Jesus, sempre foi bastante claro, acerca do que exatamente e
efetivamente mancha o ser humano e o torna impuro:
“Não sabeis que tudo aquilo que entra pela boca passa para o
ventre e é expelido em lugar próprio? Mas o que sai da boca provém do coração;
e é isso que torna o homem impuro. Do coração procedem as más intenções, os
assassínios, os adultérios, as prostituições, os roubos, os falsos testemunhos
e as blasfémias. É isto que torna o homem impuro. Mas comer com as mãos por
lavar não torna o homem impuro.»" (Mateus 15, 17-20)
Nos nossos tempos, esta obsessão pelo exterior ainda se
mantém.
As “limpezas exteriores” mostram-se atualmente na sua
plenitude.
Um artista, quando faz uma apresentação pública, tem de estar no seu
máximo perfeito. Basta uma camisola meio suja, uma posição mais embaraçosa ou
até um cabelo despenteado para que as revistas publiquem a sua imagem como
desleixo ou falta de estilo… Se fazem qualquer gesto, por mínimo que seja, nem que seja
um desabafo momentâneo, o público cai-lhe logo em cima. Não lhes é permitido
qualquer fragilidade… Não é à toa, que alguns deles encharcam-se de drogas ou
bebidas, ou então suicidam-se.
Por outro lado, a alguns és-lhe dado o silêncio e o
esquecimento: os mendigos, as crianças de rua, o pobre que vai aos caixotes de
lixo buscar a comida, o trabalhador, cujo o salário insuficiente obriga-o a uma
pobreza escondida na solidão do seu apartamento, o deficiente físico ao qual é
negado as oportunidades de emprego e as ajudas técnicas para manter a sua
autonomia, ao doente crónico que não consegue pagar o remédio que lhe alivia ou
cura a doença, por ser muito caro e para
além das suas possibilidades, etc.
Este condicionalismo social, no qual deixa-se todas estas
pessoas, são como os leprosos, que no tempo de Jesus, estavam restritos,
escondidos e reservados ao anonimato ou à sua casta social.
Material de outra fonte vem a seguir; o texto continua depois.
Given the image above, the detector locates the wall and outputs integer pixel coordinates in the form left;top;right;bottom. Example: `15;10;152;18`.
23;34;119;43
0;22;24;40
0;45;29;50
Este lado impuro da sociedade é a chamada “periferia
existencial”, a que o Papa Francisco refere muitas vezes em suas declarações
públicas. Um destes momentos, foi em 25 de agosto de 2014, na sua mensagem ao 35.°
Encontro pela Amizade entre os Povos, promovido pelo movimento Comunhão e
Libertação. O tema escolhido para o referido ano era: ‘Rumo às periferias do
mundo e da existência’. Sim, porque segundo o Papa Francisco, “as periferias
não são apenas locais, mas também, e acima de tudo, feitas por pessoas”. O Papa
Francisco convida-nos a ser “uma Igreja presente nas “periferias” da sociedade
atual”.
As “periferias” são feitas por pessoas, e mesmo que
aparentemente estejam completamente inseridas na sociedade, elas permanecem
marginalizadas em um contexto psicológico ou social, pela extrema pobreza ou
pela obsessão ao belo ou perfeito, que lhes é exigida.
“Jesus chamou,
depois, a multidão para junto de si e disse-lhes: «Escutai e tratai de
compreender! Não é aquilo que entra pela boca que torna o homem impuro; o que
sai da boca é que torna o homem impuro.» Os discípulos aproximaram-se dele e
disseram-lhe: «Sabes que os fariseus ficaram escandalizados, por te ouvirem
falar assim?»" (Mateus 15, 10-12)
Sim, estas palavras escandalizavam a todos que seguiam as
tradições à risca, porém, ainda hoje, continuam a escandalizar. Este escândalo
foi um dos motivos que levou Jesus à morte no seu tempo, e ainda hoje leva os
cristãos do nosso tempo a serem perseguidos e até mortos.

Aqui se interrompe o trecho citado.